Ownership is the first and basic philosophical question. It is the question and clarification of what is “self”. It menas asking about that which is one’s own, native, indispensable, the natural feature without which one’s own self is inconsistent. The question of ownership is the question of the soul.

It can be easily shown that the question of ownership, the own, the native and the absolute basis was the first to be raised by Plato in ”Alcibiades I”, by Augustin in his “Confessions”, Descartes in the “Discourse on the Method”, and Marx in his “Economic and Philosophic Manuscripts of 1844”. The same question was raised by Russian philosophy when P. Chaadayev agitated and thus sparked the Russian consciousness exclaiming in bewilderment “Who are we?”.

Two points are important in this question.

First. Chaadayev does not ask “who am I”?, but rather emotionally “who are we?”. And, in seach for an answer, he says, in a Socratic way, something that might seem to be negative judgements: “We are not this”, “we are not that”, “we are who knows what”. Second. In an endless chain of negative exclamations, Chaadayev, as though by chance, comes across something that is his own trait as a being, which makes him identify himself with his motherland.

“Had we not been extended from the Bering Strait to Oder, we wouldn't have been noticed”.

“Since we had the imprudence one day to set foot in such a severe climate, let’s do our best, at least now, to settle down in such a was as to forget its severity”.

He was the first genuinely Russian philosopher that captured in words an evident fact in the strictly negative, critical, and rather sophistical style. But it was his radical bewilderness that started the flow of our thinking towards the positive realisation of what is our own, our proper, indispensable, and native.

From the Oder to Alaska (which was Russian in Chaadayev’s time) – that is exactly “us”, Russia, with its expanse, vastness, impassability and misery. Although, “impassability” and “misery” are now quite disputable.

A vast land – wide, far, deep, high: That is what ”fell to our lot”. That became our business, our feature, our ownership.
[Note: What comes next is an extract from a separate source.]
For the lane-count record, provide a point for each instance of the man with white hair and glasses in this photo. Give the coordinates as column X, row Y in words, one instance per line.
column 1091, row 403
The question of ownership is one about the owner, the inividual, the subject of the world. And the dominant idea of Chaadayev – not the “I” but the “We” – is not accidental.

The vastness (as a mathematical infinity) cannot have any parts, details or detachment. Detachment as a particularity, randomly taken as a principle in the presupposed countless exuberance, in reality ends up with a total standoff between detached and absolotely unimportant individuals (due to their principal generality) or with war of all against all.
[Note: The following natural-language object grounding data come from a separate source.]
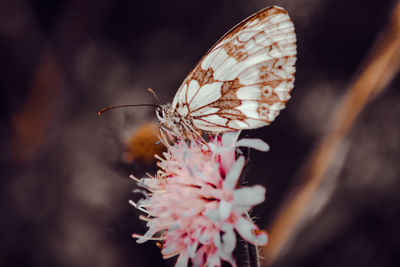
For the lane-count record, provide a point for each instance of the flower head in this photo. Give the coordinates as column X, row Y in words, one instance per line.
column 194, row 204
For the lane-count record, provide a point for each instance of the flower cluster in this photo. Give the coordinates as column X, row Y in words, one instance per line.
column 194, row 203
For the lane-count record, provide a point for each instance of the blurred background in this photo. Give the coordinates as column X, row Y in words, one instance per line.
column 65, row 171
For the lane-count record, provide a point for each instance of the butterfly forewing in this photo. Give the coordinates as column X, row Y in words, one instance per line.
column 245, row 79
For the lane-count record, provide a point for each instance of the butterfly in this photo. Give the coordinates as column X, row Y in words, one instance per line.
column 242, row 82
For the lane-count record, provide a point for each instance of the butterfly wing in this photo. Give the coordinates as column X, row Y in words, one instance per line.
column 245, row 79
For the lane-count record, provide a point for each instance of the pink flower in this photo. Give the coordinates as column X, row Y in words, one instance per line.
column 194, row 204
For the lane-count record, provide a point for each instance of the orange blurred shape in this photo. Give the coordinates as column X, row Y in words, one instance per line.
column 143, row 144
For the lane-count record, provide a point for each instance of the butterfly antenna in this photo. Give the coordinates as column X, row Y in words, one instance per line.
column 123, row 106
column 154, row 94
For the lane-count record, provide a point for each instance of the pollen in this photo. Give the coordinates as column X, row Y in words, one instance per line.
column 144, row 144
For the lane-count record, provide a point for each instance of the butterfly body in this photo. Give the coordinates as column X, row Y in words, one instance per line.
column 242, row 82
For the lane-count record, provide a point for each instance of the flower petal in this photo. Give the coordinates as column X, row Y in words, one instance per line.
column 234, row 174
column 225, row 209
column 247, row 230
column 253, row 143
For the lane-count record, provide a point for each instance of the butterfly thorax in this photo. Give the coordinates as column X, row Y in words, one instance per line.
column 172, row 120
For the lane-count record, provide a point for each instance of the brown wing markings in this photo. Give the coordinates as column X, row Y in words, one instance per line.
column 202, row 77
column 261, row 15
column 265, row 13
column 216, row 125
column 228, row 96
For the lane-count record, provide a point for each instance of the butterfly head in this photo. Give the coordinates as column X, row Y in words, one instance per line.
column 169, row 119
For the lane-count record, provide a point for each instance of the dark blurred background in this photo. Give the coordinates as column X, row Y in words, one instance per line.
column 64, row 183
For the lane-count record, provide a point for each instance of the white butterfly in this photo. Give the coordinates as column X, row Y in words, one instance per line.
column 242, row 82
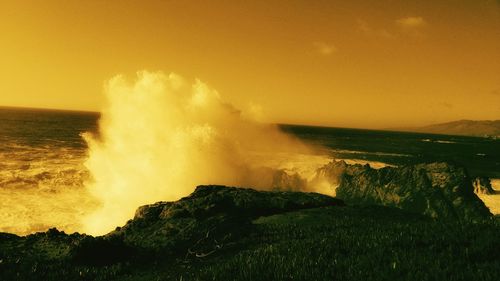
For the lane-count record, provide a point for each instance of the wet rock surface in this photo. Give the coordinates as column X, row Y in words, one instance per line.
column 438, row 190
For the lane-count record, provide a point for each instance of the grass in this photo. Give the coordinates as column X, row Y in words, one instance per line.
column 330, row 243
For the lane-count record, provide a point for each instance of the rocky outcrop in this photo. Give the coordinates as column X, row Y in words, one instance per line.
column 209, row 212
column 438, row 190
column 482, row 185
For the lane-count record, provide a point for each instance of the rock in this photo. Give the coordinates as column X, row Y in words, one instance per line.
column 482, row 185
column 438, row 190
column 215, row 211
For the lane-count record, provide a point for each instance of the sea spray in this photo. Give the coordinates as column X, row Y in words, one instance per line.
column 161, row 136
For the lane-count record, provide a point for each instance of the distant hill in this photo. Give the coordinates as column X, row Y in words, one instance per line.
column 486, row 128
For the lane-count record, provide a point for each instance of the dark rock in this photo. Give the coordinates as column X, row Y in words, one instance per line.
column 482, row 185
column 215, row 211
column 438, row 190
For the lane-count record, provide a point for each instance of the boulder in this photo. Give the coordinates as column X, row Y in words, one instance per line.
column 482, row 185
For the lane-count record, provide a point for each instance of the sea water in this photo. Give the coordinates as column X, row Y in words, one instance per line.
column 42, row 155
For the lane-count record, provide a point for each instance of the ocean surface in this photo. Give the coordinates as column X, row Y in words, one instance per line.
column 45, row 149
column 42, row 153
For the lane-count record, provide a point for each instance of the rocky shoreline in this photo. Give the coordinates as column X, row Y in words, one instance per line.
column 216, row 225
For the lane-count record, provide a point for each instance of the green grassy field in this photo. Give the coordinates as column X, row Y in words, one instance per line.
column 329, row 243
Therefore, the subject and owner in the presupposed vast and exuberant land can only be the community of people, where the attitude of each one towards the neighbour defines his or her individual self.
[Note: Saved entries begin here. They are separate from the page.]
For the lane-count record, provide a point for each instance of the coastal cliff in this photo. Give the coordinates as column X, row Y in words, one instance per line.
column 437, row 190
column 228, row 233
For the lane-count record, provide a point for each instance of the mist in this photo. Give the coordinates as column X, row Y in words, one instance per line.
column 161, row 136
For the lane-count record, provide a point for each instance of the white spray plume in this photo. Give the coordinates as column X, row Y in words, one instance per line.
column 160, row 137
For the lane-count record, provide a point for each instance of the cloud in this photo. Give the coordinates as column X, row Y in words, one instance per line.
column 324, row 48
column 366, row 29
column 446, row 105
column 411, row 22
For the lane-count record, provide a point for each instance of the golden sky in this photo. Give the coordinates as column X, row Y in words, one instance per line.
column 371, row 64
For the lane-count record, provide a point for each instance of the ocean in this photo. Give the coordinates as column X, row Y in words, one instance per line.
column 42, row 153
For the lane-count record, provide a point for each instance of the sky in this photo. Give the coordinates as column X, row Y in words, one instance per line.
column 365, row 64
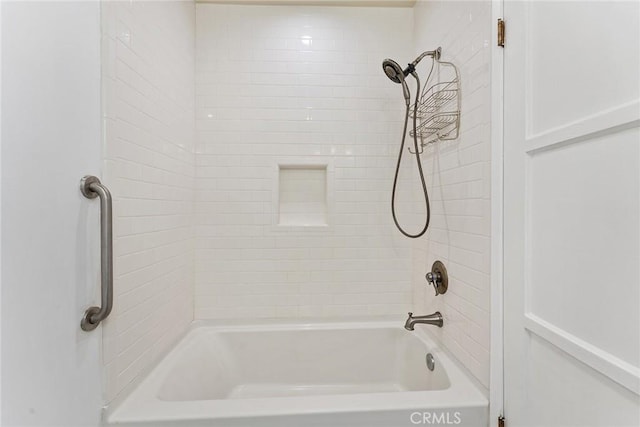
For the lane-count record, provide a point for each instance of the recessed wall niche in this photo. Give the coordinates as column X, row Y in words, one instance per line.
column 302, row 195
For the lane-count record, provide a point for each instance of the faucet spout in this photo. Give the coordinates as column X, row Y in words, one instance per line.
column 430, row 319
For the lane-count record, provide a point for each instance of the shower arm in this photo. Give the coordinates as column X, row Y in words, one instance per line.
column 433, row 53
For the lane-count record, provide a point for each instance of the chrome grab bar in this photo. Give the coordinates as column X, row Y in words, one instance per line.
column 91, row 187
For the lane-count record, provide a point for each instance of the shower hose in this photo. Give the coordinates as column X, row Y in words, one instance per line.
column 418, row 161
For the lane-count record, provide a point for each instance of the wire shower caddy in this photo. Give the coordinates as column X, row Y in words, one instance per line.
column 438, row 110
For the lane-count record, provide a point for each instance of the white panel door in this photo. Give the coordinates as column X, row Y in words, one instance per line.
column 572, row 219
column 51, row 369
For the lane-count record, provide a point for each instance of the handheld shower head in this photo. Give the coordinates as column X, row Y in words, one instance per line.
column 393, row 70
column 395, row 73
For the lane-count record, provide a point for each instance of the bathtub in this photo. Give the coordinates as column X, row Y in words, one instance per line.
column 322, row 374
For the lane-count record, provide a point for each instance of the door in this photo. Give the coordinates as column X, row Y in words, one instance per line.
column 51, row 369
column 571, row 228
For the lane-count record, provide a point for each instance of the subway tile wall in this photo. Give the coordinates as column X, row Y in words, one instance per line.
column 459, row 181
column 148, row 81
column 298, row 85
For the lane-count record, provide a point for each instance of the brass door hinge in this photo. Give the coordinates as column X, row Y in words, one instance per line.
column 500, row 32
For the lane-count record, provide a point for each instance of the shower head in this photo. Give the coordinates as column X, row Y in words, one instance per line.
column 393, row 70
column 395, row 73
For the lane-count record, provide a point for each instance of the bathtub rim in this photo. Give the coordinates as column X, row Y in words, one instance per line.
column 141, row 404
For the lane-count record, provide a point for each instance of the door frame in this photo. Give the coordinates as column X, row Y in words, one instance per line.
column 496, row 380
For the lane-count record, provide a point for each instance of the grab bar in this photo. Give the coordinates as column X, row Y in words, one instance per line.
column 91, row 187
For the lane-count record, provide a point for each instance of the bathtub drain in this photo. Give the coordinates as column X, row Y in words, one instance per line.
column 431, row 362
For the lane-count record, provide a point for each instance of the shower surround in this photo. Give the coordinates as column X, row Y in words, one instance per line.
column 294, row 85
column 216, row 116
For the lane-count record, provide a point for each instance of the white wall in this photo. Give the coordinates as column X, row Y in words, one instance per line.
column 50, row 259
column 148, row 70
column 289, row 85
column 459, row 180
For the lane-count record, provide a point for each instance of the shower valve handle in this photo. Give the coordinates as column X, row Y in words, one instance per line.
column 438, row 278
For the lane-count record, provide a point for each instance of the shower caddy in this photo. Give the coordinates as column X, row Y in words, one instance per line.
column 438, row 109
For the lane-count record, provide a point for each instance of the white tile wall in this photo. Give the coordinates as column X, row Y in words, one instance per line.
column 459, row 182
column 148, row 81
column 276, row 84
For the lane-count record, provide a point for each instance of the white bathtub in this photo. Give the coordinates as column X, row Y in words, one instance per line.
column 322, row 374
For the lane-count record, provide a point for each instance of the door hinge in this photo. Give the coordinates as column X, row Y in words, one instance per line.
column 500, row 32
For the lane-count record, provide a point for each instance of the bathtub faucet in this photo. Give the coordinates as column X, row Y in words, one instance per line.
column 429, row 319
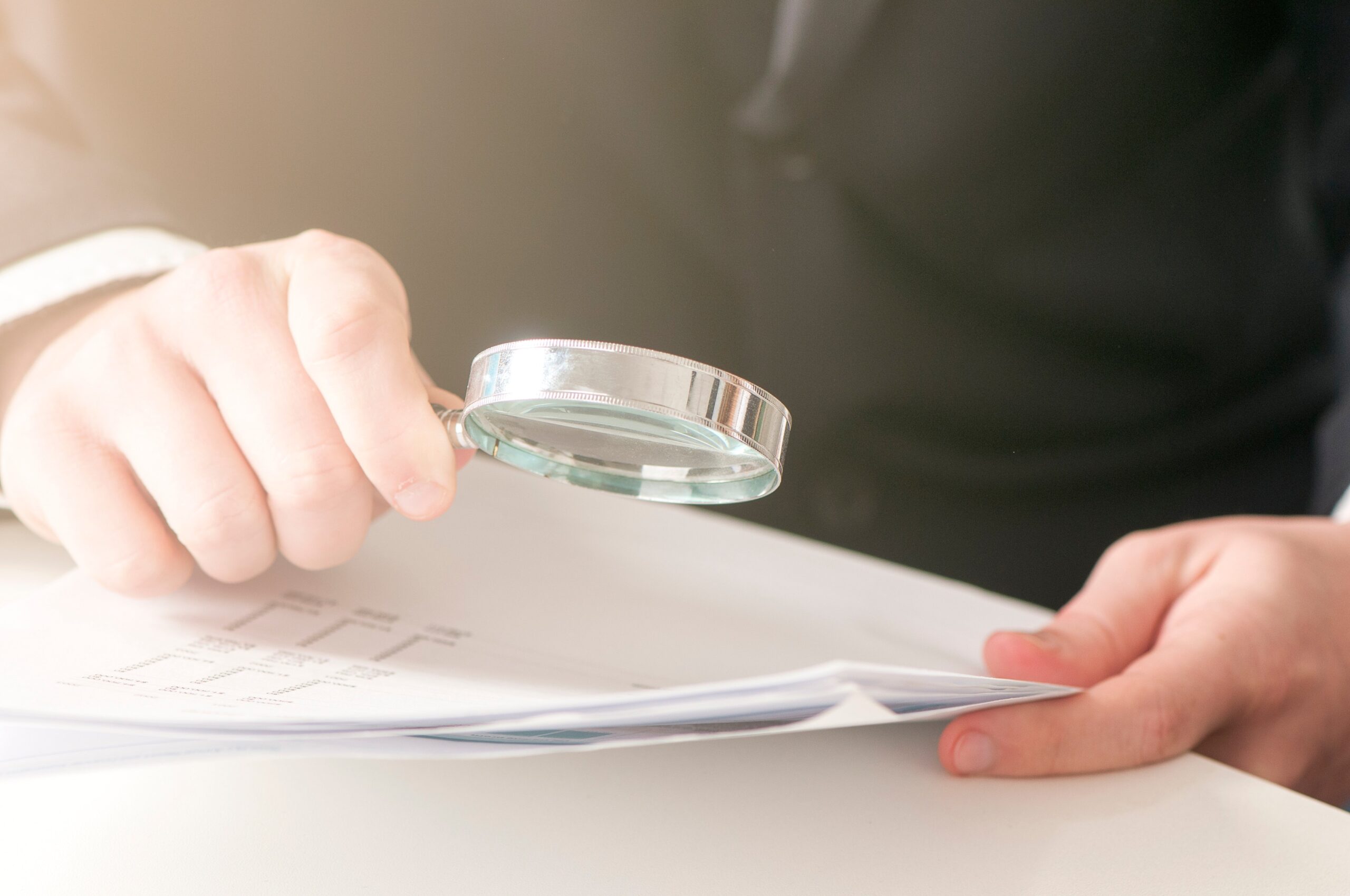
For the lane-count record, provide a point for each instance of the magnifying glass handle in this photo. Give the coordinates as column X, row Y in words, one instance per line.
column 454, row 423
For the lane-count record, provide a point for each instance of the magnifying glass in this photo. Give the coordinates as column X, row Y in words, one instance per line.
column 625, row 420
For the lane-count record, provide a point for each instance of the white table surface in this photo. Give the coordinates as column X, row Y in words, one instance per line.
column 848, row 811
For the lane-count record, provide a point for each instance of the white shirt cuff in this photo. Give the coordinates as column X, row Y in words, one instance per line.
column 85, row 265
column 88, row 264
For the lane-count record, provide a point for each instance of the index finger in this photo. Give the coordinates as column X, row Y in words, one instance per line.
column 349, row 316
column 1161, row 706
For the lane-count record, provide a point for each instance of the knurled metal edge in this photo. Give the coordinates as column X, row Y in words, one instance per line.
column 645, row 353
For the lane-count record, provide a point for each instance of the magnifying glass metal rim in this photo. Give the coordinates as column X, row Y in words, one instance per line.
column 585, row 372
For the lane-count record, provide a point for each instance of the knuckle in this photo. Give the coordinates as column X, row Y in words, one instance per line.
column 315, row 477
column 1163, row 728
column 146, row 571
column 348, row 328
column 1268, row 552
column 226, row 519
column 220, row 271
column 326, row 242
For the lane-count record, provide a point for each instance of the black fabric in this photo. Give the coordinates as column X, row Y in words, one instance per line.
column 1030, row 276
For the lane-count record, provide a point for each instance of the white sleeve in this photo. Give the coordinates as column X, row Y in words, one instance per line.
column 85, row 265
column 88, row 264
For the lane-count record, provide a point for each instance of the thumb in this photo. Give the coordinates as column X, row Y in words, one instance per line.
column 439, row 396
column 1113, row 620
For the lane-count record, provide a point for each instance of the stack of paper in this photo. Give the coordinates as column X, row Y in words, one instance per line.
column 535, row 617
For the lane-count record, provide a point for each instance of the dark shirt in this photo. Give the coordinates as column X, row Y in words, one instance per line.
column 1029, row 275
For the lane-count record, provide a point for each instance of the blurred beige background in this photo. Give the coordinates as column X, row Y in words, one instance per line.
column 438, row 133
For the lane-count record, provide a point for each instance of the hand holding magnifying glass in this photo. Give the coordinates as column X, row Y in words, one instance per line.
column 624, row 420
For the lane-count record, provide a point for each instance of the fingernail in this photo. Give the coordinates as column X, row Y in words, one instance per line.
column 974, row 753
column 1045, row 639
column 422, row 500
The primacy of correlation with the neighbor (not with the other) cinfirms itself in the severe landscape-and-climate living conditions. The severity of the elements helps the selection of those who dare to live with the elements and who are capable to settle in. For ages, the severe Eurasian vastness has been selecting people worthy (having the merit) of not appropriating and not even developing something, but of transforming it.

Such a people are not private owners but masters, who independently, freely, and despite hurdles preoccupied themselves with a common cause – the transformation the vast Land into a perfection of the Russian Cosmos.